YUKI-based Next-generation Async-cache
- Get nginx log for some days (7 days by default), filter out all interesting requests, collect their "popularity"
- Get local interesting files metadata
- Remove files that are not "popular", try to get new files while under the limit
- Add examples in yuki configuration
- Eliminate the need of
lstat()
s in stage2 (a bit slow for nix-channels)
An example, assuming that access_log is in default combined format:
location /pypi/web/ {
rewrite ^/pypi/web/(.*)$ /pypi/$1 permanent;
}
location ~ ^/pypi/simple/[^/]*([A-Z]|_|\.)[^/]* {
# local package_name = ngx.var.uri:match("/pypi/simple/(.+)")
# if package_name and package_name ~= "index.html" then
# -- Normalize the package name per PEP 503
# local normalized = package_name:gsub("[-_.]+", "-"):lower()
# return ngx.redirect("/pypi/simple/" .. normalized, ngx.HTTP_MOVED_TEMPORARILY)
# end
rewrite_by_lua_file /etc/nginx/lua/pypi_normalize.lua;
}
location ~ ^/pypi/[^/]*([A-Z]|_|\.)[^/]*/json {
# local package_name = ngx.var.uri:match("/pypi/(.+)/json")
# if package_name then
# -- Normalize the package name per PEP 503
# local normalized = package_name:gsub("[-_.]+", "-"):lower()
# return ngx.redirect("/pypi/" .. normalized .. "/json", ngx.HTTP_MOVED_TEMPORARILY)
# end
rewrite_by_lua_file /etc/nginx/lua/pypi_normalize.lua;
}
location ~ ^/pypi/[^/]+/json$ {
access_log /var/log/nginx/cacheproxy/pypi.log;
rewrite ^/pypi/([^/]+)/json$ /pypi/json/$1 break;
types { }
default_type "application/json; charset=utf-8";
}
location ~ ^/pypi/simple {
access_log /var/log/nginx/cacheproxy/pypi.log;
# conf.d/pypi.conf:
# map $http_accept $pypi_mirror_suffix {
# default ".html";
# "~*application/vnd\.pypi\.simple\.v1\+json" ".v1_json";
# "~*application/vnd\.pypi\.simple\.v1\+html" ".v1_html";
# "~*text/html" ".html";
# }
index index$pypi_mirror_suffix index.html;
types {
application/vnd.pypi.simple.v1+json v1_json;
application/vnd.pypi.simple.v1+html v1_html;
text/html html;
}
default_type "text/html";
# try_files $uri$pypi_mirror_suffix $uri $uri/ @pypi_302;
try_files $uri$pypi_mirror_suffix $uri $uri/ =404;
}
location /pypi/packages/ {
access_log /var/log/nginx/cacheproxy/pypi.log;
try_files $uri $uri/ @pypi_302;
}
location /pypi/json/ {
autoindex off;
}
location @pypi_302 {
access_log /var/log/nginx/cacheproxy/pypi.log;
# -> $scheme://mirrors.example.com/pypi/...

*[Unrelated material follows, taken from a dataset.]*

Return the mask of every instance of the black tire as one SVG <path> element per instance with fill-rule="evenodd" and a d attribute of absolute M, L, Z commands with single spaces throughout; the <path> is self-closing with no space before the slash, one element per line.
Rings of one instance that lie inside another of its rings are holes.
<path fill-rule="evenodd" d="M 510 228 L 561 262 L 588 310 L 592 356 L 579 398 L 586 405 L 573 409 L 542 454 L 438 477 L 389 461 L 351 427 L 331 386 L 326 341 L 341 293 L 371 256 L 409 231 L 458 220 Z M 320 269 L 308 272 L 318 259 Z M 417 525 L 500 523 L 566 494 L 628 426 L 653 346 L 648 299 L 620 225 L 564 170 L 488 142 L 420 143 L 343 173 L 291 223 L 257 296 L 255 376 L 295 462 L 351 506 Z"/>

rewrite ^/pypi/(.*)$ $scheme://mirrors.example.com/pypi/web/$1 redirect;
}
location /anaconda/cloud/ {
access_log /var/log/nginx/cacheproxy/anaconda.log;
try_files $uri $uri/ @anaconda_302;
}
location @anaconda_302 {
access_log /var/log/nginx/cacheproxy/anaconda.log;
# -> $scheme://mirrors.example.com/anaconda/...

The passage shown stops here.